Was Robbie or Gary the best singer?

For many years, trade magazines have devoted their August (or July/ August) editions to features on ‘training’ or ‘learning and development’ (L&D). The traditional rationale is that ‘real’ advertisers don’t advertise in that edition of the magazine because readers are on holiday. So that’s the edition of the magazine that doesn’t get read. Consequently, to salve the magazine’s conscience about not considering L&D at any other time of the year – and to make the industry that the magazine serves appear to have a soft, human side – it cynically devotes a few pages to L&D issues in August.

 

True to tradition, HR Director magazine has recently published its forward features for the August 2012 edition – and ‘learning through technology’ is, again, on the list.

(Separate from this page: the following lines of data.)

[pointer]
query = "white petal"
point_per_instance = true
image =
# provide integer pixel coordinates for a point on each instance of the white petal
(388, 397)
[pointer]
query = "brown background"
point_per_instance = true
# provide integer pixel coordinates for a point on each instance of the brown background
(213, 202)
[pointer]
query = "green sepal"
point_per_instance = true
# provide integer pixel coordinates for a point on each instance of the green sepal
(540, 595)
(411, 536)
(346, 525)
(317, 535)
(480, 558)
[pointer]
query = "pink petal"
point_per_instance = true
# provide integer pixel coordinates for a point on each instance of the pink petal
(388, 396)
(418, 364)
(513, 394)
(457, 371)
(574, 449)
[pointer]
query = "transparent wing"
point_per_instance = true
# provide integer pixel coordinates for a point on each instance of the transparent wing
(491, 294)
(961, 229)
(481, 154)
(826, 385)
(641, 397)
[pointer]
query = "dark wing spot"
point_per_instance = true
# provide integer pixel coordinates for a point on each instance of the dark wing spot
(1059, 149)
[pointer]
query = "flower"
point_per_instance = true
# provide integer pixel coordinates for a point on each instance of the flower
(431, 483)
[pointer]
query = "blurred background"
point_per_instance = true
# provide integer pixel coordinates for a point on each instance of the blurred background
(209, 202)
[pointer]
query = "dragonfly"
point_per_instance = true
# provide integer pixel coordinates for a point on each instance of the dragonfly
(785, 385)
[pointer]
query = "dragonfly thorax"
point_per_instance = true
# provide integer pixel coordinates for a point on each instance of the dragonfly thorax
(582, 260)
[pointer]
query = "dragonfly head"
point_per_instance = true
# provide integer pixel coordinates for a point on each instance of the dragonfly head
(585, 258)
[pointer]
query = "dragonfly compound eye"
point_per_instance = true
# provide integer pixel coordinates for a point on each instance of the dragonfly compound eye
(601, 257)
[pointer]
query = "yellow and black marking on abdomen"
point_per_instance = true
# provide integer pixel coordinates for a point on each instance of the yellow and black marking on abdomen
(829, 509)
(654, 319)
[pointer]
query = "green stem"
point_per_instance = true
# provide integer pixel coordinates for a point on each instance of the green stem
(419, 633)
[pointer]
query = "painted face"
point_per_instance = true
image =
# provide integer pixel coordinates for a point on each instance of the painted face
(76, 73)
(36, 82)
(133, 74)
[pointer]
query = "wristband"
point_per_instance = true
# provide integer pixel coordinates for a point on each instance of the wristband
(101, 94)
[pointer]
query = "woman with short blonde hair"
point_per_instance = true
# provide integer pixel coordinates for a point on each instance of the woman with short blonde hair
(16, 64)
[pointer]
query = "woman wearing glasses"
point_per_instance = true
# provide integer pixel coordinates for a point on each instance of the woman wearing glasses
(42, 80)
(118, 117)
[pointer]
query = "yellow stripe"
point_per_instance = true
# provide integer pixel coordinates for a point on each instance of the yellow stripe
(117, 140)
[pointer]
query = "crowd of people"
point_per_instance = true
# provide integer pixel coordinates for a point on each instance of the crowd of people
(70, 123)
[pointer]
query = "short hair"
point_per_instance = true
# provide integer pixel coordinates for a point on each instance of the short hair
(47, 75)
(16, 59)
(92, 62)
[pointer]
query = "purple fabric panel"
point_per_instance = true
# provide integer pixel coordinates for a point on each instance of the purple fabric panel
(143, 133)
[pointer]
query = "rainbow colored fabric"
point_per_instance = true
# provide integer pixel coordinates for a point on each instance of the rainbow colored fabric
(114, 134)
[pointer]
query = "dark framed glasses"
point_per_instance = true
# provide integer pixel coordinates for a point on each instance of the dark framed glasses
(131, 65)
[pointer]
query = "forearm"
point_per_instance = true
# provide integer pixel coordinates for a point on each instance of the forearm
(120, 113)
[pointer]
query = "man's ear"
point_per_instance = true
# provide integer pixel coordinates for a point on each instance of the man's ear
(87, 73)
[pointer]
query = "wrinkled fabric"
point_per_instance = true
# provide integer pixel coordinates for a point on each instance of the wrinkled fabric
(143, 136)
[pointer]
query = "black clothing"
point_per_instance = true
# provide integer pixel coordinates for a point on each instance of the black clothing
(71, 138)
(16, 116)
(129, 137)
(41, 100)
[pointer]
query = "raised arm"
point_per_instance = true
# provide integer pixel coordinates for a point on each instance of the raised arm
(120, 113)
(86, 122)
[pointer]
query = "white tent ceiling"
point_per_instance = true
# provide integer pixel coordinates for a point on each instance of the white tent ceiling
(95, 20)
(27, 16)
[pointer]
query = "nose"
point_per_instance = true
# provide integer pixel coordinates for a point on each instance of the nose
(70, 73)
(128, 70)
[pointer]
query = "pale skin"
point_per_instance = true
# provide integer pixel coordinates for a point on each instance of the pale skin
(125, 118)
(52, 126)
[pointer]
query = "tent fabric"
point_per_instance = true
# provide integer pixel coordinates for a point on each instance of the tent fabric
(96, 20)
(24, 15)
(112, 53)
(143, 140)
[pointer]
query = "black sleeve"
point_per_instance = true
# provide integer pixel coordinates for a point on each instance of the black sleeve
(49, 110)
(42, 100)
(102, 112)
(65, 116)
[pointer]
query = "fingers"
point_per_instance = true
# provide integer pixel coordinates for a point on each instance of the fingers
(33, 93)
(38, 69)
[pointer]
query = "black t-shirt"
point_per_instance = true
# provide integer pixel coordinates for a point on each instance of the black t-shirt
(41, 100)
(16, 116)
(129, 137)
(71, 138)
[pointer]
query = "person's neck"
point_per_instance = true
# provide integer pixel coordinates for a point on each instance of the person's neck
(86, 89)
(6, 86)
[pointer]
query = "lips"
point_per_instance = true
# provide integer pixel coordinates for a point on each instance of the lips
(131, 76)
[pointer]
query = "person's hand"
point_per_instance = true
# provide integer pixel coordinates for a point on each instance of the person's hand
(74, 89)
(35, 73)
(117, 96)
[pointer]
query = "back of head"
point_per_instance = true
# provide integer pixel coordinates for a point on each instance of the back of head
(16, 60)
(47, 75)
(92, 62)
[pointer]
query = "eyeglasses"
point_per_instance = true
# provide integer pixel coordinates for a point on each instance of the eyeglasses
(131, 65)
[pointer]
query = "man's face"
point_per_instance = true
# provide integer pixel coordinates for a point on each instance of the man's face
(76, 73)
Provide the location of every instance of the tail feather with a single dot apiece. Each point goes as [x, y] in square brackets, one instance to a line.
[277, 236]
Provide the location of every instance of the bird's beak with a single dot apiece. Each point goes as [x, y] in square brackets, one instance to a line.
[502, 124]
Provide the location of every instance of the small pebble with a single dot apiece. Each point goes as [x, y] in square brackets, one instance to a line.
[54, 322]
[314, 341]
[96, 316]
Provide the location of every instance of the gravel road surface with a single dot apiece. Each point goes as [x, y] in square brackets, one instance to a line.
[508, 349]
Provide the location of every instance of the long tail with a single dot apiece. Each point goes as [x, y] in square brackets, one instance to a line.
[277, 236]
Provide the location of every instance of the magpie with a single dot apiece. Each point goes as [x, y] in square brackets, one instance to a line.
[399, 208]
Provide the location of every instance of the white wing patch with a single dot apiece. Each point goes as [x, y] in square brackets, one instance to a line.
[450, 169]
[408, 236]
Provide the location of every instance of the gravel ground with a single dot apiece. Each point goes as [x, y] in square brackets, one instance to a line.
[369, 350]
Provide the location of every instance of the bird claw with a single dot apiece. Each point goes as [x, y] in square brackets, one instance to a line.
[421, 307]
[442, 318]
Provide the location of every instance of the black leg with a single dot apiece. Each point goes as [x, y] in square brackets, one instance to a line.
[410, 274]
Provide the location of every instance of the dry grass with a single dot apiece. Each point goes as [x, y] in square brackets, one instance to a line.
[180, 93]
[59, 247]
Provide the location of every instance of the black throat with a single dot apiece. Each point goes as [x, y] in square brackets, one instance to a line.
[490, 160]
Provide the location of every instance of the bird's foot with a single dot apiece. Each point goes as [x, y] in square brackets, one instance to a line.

Interestingly, the published synopsis, inviting relevant feature proposals, says:

 

We are still in a mess, and any “people spend” has to be physical, visible, impactful and above all popular – like the new yukka plants in the canteen! The problem with IT stuff is, it’s kind of expensive, takes ages to set up, takes even longer for people to take on board and use properly – if at all – and isn’t very tactile or pretty. And so it is that learning through technology splits opinion like, who’s the best singer in Take That, Robbie or Gary? On the face of it, it all makes perfect sense to pipe learning through modern means of communication, it should be cheaper, convenient and empowering, and so right up there with the most obvious and natural IT applications. But learning through technology, well into the 21st century, epitomises the proverbial little girl with the proverbial little curl – when it’s good, it’s hugely enabling and when its bad, it stinks. There’s certainly no lack of options and partnerships out there, but how do HR directors avoid a potentially devastating blind-taste, guessing game?’

 

Comment: There speaks a ‘real’ businessperson: peddling the sort of opinion about learning technology that’s been prevalent anywhere other than among learning technology professionals for at least the last 20 years.

 

Anyone who has a soft spot in her/ his heart for learning technology should be more than a little concerned about this. Maybe s/he should also feel hurt and even betrayed that a magazine representing views of those as close to the learning technology profession as the HR world should be so dismissive of, and disparaging about, it.

 

In the cold hard light of day, though, these jaundiced journalistic comments illustrate that, despite its earnestness, the learning technology sector has failed to make its case for being taken seriously by the wider business world. If it couldn’t make that case during the so-called ‘boom’ years, it’s got a much tougher job to do so during these years of budget cutting austerity.

 

It’s too easy to be wise after the event and say that, in the good times, those in the learning technology industry were too concerned for themselves – and for their own success compared with their competitors – to collectively invest in promoting their industry as a whole (for example, as making a tangible, measurable contribution to business performance via knowledge and skills development). Now that budgets for L&D are not so ample or easy to tap – and learning technology has to compete strenuously with every other form of L&D for these meagre budgets – few learning technology vendors/ distributors are in a position to do anything to counter the swelling tide of ambivalence and indifference they’re experiencing from the wider business community.